AI-ACCELERATED DRUG DISCOVERY

T-cell surface glycoprotein CD3 epsilon chain

Explore its Potential with AI-Driven Innovation
Predicted by Alphafold

T-cell surface glycoprotein CD3 epsilon chain - Focused Library Design

Available from Reaxense

This protein is integrated into the Receptor.AI ecosystem as a prospective target with high therapeutic potential. We performed a comprehensive characterization of T-cell surface glycoprotein CD3 epsilon chain including:

1. LLM-powered literature research

Our custom-tailored LLM extracted and formalized all relevant information about the protein from a large set of structured and unstructured data sources and stored it in the form of a Knowledge Graph. This comprehensive analysis allowed us to gain insight into T-cell surface glycoprotein CD3 epsilon chain therapeutic significance, existing small molecule ligands, relevant off-targets, and protein-protein interactions.

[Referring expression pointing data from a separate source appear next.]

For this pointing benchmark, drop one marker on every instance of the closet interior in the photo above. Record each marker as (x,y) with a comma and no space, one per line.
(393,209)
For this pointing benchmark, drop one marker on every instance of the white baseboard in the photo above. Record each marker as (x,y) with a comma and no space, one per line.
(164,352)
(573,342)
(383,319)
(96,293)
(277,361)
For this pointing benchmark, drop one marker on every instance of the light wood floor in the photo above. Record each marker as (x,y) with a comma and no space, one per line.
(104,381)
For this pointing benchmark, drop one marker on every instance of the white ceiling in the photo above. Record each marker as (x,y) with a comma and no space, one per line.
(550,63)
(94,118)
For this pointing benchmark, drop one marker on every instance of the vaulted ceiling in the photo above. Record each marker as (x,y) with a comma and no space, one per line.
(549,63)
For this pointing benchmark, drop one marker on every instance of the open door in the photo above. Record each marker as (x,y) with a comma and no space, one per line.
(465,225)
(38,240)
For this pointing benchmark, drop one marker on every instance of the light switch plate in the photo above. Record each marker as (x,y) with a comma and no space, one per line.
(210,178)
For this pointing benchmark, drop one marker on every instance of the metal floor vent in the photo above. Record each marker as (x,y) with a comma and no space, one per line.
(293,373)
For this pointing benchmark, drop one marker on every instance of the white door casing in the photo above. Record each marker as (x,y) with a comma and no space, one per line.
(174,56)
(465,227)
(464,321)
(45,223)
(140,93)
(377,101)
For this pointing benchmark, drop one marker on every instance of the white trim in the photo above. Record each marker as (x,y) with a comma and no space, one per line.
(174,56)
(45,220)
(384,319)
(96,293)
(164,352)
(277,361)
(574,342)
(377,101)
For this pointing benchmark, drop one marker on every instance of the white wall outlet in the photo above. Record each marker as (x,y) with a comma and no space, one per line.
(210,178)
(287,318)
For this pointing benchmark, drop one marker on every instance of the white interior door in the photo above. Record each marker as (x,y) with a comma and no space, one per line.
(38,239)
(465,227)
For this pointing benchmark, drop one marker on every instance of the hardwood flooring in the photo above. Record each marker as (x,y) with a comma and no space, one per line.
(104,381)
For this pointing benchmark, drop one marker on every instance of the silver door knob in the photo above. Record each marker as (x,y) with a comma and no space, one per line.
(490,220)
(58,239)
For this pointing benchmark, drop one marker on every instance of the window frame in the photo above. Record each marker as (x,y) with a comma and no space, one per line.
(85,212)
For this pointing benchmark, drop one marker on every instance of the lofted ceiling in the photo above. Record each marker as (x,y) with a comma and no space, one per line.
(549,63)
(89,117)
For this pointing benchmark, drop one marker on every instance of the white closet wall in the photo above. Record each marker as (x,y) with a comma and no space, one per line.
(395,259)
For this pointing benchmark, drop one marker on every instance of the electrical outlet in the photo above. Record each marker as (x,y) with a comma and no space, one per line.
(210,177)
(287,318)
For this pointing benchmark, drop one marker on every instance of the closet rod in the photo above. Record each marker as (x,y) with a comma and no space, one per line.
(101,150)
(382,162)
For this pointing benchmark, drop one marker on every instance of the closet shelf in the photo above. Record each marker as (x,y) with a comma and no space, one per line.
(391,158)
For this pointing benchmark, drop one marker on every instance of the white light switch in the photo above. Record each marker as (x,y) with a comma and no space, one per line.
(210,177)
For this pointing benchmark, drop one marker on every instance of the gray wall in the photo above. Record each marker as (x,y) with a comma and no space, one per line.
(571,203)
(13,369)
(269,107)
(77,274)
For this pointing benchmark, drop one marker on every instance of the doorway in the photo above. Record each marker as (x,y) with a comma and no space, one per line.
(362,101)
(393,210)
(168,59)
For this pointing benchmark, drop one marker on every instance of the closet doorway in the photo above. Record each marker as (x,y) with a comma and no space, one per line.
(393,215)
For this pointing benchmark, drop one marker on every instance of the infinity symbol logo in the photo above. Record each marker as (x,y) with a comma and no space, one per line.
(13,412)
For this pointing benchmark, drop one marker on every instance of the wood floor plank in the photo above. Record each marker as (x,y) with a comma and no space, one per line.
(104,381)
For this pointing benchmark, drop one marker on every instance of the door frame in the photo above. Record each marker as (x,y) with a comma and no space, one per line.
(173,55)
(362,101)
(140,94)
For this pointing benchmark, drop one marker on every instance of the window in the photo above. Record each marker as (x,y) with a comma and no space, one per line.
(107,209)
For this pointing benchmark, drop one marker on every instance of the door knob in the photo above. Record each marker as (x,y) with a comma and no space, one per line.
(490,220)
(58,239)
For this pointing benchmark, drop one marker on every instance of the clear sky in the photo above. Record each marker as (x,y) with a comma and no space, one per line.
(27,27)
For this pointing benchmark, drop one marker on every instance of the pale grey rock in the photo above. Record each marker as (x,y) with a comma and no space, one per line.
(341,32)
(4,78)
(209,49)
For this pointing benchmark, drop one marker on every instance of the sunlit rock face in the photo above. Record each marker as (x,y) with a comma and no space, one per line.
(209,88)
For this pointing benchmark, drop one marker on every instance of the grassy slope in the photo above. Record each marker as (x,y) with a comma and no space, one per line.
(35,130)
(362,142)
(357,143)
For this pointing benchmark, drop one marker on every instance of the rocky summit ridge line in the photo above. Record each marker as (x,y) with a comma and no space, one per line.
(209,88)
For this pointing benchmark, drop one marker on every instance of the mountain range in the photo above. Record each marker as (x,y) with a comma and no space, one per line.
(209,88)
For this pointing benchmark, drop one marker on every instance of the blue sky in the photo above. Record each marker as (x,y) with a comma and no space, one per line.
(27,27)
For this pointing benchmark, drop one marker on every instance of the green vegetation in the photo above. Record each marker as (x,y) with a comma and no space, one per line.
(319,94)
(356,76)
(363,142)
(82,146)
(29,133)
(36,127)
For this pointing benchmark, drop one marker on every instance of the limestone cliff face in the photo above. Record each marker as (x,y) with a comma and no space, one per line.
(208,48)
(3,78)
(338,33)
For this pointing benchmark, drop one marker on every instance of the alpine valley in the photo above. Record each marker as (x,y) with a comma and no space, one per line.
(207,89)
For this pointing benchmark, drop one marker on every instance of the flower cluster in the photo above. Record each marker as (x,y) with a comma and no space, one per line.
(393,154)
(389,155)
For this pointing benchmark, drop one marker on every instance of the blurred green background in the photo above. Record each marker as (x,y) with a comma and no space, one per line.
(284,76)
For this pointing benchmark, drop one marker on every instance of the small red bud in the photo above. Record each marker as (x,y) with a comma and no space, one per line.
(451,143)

 Fig. 1. Preliminary target research workflow

2. AI-Driven Conformational Ensemble Generation

Starting from the initial protein structure, we employed advanced AI algorithms to predict alternative functional states of T-cell surface glycoprotein CD3 epsilon chain, including large-scale conformational changes along "soft" collective coordinates. Through molecular simulations with AI-enhanced sampling and trajectory clustering, we explored the broad conformational space of the protein and identified its representative structures. Utilizing diffusion-based AI models and active learning AutoML, we generated a statistically robust ensemble of equilibrium protein conformations that capture the receptor's full dynamic behavior, providing a robust foundation for accurate structure-based drug design.

 Fig. 2. AI-powered molecular dynamics simulations workflow

3. Binding pockets identification and characterization

We employed the AI-based pocket prediction module to discover orthosteric, allosteric, hidden, and cryptic binding pockets on the protein’s surface. Our technique integrates the LLM-driven literature search and structure-aware ensemble-based pocket detection algorithm that utilizes previously established protein dynamics. Tentative pockets are then subject to AI scoring and ranking with simultaneous detection of false positives. In the final step, the AI model assesses the druggability of each pocket enabling a comprehensive selection of the most promising pockets for further targeting.

 Fig. 3. AI-based binding pocket detection workflow

4. AI-Powered Virtual Screening

Our ecosystem is equipped to perform AI-driven virtual screening on T-cell surface glycoprotein CD3 epsilon chain. With access to a vast chemical space and cutting-edge AI docking algorithms, we can rapidly and reliably predict the most promising, novel, diverse, potent, and safe small molecule ligands of T-cell surface glycoprotein CD3 epsilon chain. This approach allows us to achieve an excellent hit rate and to identify compounds ready for advanced lead discovery and optimization.

 Fig. 4. The screening workflow of Receptor.AI

Receptor.AI, in partnership with Reaxense, developed a next-generation technology for on-demand focused library design to enable extensive target exploration.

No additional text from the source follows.